Big Data teams can now enjoy the query accelerating power of OLAP analytics on the Amazon Web Services (AWS) cloud platform. For those interested in generating insights faster from their cloud analytics environment, we’ve created this quick start guide to help you get set up with the Kyligence Cloud Big Data platform.
Table of Contents
Chapter 1: Provisioning on AWS
1. Create AWS related resources
2. Launch Kyligence Cloud
Chapter 2: Deploy an EMR Cluster for Big Data Analytics
1. Creating New EMR
Chapter 3: Log in to Kyligence Enterprise and Play with Sample Cube
1. Import Sample Dataset
2. Build the Sample Cube
3. Query the Sample Cube
Chapter 4: Integration with BI Tools
1. Install Kyligence ODBC Driver
2. Connect with Tableau Desktop
Chapter 1: Provisioning on AWS
- Create Amazon Web Services (AWS) related resources
- Launch Kyligence Cloud
Supported Browsers: Google Chrome (64.0.*)
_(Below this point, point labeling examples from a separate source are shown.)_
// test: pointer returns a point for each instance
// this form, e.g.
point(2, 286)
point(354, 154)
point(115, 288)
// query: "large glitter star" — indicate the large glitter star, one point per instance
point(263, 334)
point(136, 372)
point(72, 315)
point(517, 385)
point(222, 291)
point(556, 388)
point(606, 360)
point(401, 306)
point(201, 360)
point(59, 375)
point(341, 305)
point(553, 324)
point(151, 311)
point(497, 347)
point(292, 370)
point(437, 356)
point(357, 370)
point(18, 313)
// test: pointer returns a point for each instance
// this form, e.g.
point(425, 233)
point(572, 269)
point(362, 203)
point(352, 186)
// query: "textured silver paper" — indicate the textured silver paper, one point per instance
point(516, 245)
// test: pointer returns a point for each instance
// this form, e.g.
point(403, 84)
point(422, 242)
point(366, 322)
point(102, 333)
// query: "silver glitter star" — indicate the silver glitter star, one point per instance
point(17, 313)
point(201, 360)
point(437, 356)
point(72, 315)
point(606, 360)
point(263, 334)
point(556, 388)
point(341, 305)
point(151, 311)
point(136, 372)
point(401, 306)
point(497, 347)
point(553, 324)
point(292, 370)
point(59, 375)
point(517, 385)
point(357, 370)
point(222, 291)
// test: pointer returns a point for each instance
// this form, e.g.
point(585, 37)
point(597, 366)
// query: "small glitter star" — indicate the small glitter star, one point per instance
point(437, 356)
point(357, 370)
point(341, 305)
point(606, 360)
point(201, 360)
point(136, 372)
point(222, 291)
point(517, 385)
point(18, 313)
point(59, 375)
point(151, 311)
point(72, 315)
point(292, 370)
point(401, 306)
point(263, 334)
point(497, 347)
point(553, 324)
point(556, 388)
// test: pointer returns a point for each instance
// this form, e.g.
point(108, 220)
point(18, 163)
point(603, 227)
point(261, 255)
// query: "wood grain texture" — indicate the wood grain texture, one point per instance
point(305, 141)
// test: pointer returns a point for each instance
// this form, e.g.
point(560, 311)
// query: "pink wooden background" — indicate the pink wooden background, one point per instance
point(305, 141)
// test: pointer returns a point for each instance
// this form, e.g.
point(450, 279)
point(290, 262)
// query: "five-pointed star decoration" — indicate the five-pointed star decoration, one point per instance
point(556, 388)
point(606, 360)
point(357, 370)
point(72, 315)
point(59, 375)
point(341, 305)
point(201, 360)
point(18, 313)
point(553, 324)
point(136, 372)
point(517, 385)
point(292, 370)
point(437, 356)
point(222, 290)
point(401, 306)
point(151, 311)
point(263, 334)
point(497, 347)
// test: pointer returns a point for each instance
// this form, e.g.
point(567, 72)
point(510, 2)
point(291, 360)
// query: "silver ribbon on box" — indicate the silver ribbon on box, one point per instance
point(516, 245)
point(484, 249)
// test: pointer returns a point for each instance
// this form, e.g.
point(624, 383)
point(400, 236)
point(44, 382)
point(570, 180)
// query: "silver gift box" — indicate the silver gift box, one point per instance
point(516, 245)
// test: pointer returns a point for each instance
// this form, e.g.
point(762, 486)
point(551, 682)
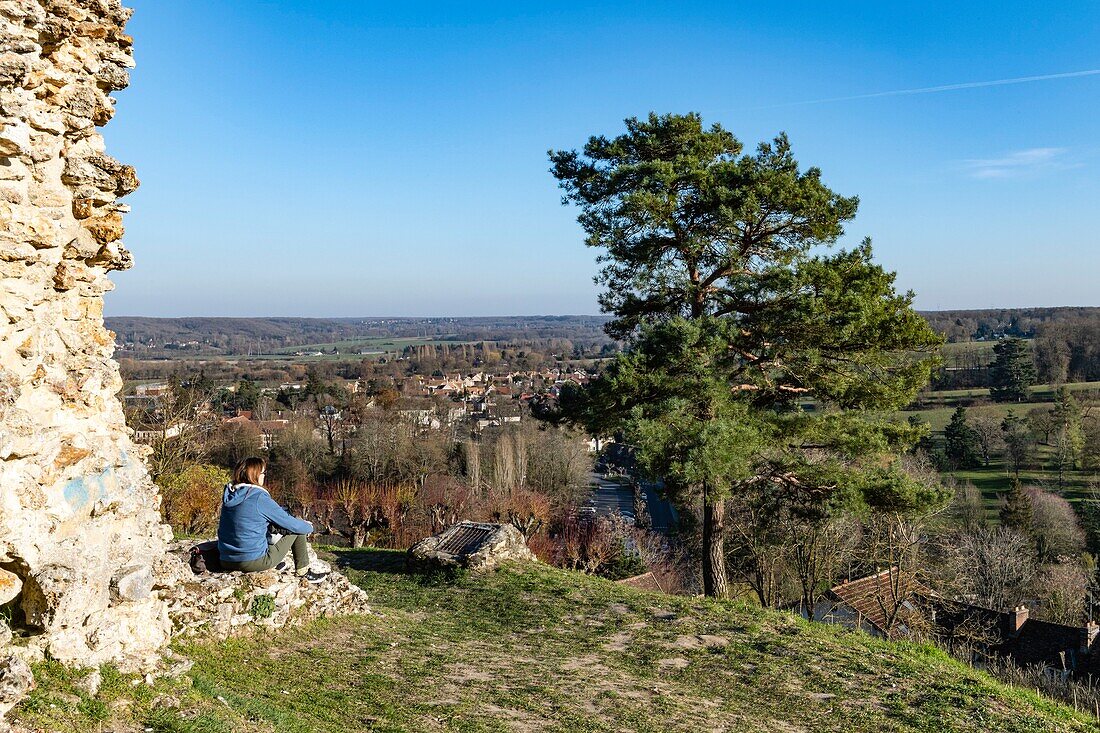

Part 1 – Create AWS related resources
To run Kyligence Cloud in AWS Marketplace, please make sure the following resources have been created on AWS Management Console.
1. Amazon Virtual Private Cloud (Amazon VPC)
Creating a VPC with Public and Private Subnets for Your Clusters.
Step 1：Create an Elastic IP Address for Your NAT Gateway
- a. Open the Amazon VPC console.
- b. In the left navigation pane, choose Elastic IPs.
- c. Choose Allocate new address, Allocate, Close.
- d. Note the Allocation ID for your newly created Elastic IP address; you enter this later in the VPC wizard.
Step 2: Run the VPC Wizard
- a. In the left navigation pane, choose VPC Dashboard.
- b. Choose Launch VPC Wizard, VPC with Public and Private Subnets, Select.
- c. For VPC name, give your VPC a unique name.
- d. For Elastic IP Allocation ID, choose the ID of the Elastic IP address that you created earlier
- e. Note the Availability Zone in which your VPC subnets were created. Your additional subnets should be created in a different Availability Zone.
- f. Choose Create VPC.
When the wizard is finished, choose OK. Note the VPC ID for your newly created VPC; you enter this later during the launch of Kyligence Cloud.
2. Auto-assign IPv4
On the Amazon VPC console, in the left navigation pane, choose Subnets. Select the public subnet you just created and click Actions, Modify auto-assign IP settings to check the option Auto-assign IPv4. Choose Save.
Note the Subnet ID for your newly created Subnet ID; you enter this later during the lauch of Kyligence Cloud
3. To create your key pair using the Amazon EC2 console
You can create key pair or import key pair. In this example, we create a new key and name it kcdemokey.
- a. Open the Amazon EC2 console.
- b. In the navigation pane, under NETWORK & SECURITY, choose Key Pairs.
- c. Choose Create Key Pair.
- d. For Key pair name, enter a name for the new key pair, and then choose Create.
- e. The private key file is automatically downloaded by your browser.
Note: This is the only chance for you to save the private key file. You’ll need to provide the name of your key pair when you launch an instance and the corresponding private key each time you connect to the instance.
4. Amazon Simple Storage Service (Amazon S3) Bucket
Kyligence Cloud will store your Kyligence Enterprise data and EMR logs in the S3 bucket you specify.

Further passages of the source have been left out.